Господи, помоги нам!
11 августа 1942 г.
Сталинград».
«Уже два месяца прошло. Когда же это закончится… Иногда мне кажется, что отсюда только один выход. Стыдно сказать, но вчера ночью я даже просила Антона забрать меня к нему. Потом я уснула, наверное. Потому что он привиделся мне и сказал строго:
– Света, а как же живые без тебя? – и повторил несколько раз. – Рано тебе. Рано. Рано. Рано. Прекрати.
Он ведь прав. Ему я помочь не смогла, но другим ещё могу. Нужно собраться.
17 сентября 1942 г.
Сталинград».
«О Боже, я в плену. Меня везли куда‑то долго‑долго. Тут вместе со мной ещё много наших. И солдаты, и медсёстры. Они пытались с нами говорить, но я ничего не понимаю на их языке. Это не немецкий точно. Значит, не немцы. Но кто они такие, и что им от нас надо?
Нинка говорит, что нас скоро убьют. Таких, как мы, в живых не оставляют. И даже не пытают, как нашего командира. Зачем им пытать медсестёр. Просто привезли в одной куче всех живых, не разобравшись. На ночь кинули здесь, в камеры. А на рассвете расстреляют.
Ещё Нинка говорит, что это самое лучшее, что может быть в нашей ситуации. Страшнее смерти – только позор. Нашу соседку, молодую медсестру, вечером увели куда‑то. А привели обратно через час голую, обмотанную одной грязной тряпкой, всю в крови и слезах. Она то ли задыхалась, то ли плакала. А через несколько минут умерла.

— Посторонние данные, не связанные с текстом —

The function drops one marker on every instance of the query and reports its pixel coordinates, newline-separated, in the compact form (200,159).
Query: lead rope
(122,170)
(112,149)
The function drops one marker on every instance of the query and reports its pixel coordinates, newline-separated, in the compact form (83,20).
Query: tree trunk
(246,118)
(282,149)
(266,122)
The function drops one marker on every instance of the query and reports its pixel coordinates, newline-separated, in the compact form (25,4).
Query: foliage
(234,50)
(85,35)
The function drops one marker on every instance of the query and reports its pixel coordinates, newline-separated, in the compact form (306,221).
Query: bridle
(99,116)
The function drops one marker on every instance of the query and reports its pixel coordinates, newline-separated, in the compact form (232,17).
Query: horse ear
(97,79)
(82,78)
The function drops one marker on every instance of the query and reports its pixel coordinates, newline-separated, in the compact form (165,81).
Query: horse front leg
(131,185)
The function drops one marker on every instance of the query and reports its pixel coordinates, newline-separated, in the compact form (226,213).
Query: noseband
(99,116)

Отмучилась, бедная.
Если они придут за мной, то я не пойду. Пусть лучше сразу расстреляют. Прощай, милый дневник. Наконец‑то я снова увижусь с моим Антоном…
25 сентября 1942 г.
В плену».
«Смерть смотрела мне в глаза, дышала в лицо, но так и не забрала. Отвернулась с отвращением. Я понимаю её. Я сама не могу больше смотреть на себя без отвращения… Господи, если ты ещё слышишь меня… прошу, забери!..

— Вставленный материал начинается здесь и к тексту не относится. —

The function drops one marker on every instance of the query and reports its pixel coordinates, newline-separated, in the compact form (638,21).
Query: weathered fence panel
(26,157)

А он… Он ведь сказал мне тогда… Что он сказал… Дай бог памяти… Он сказал: “Красота не должна умирать. Красота должна жить вечно”.
Да, точно.
Он был такой аккуратный. С иголочки одетый. Будто бы не на войне, а на каком‑нибудь празднике. Будто бы у них тут бал, а не пыточная.
Два нерусских офицера. Я стояла перед ними голая, дрожа от холода и стыда. Я сопротивлялась, но их солдаты меня всё равно раздели и привели сюда. В комнате было темно. Только тусклая настольная лампа горела на столе красноватым светом.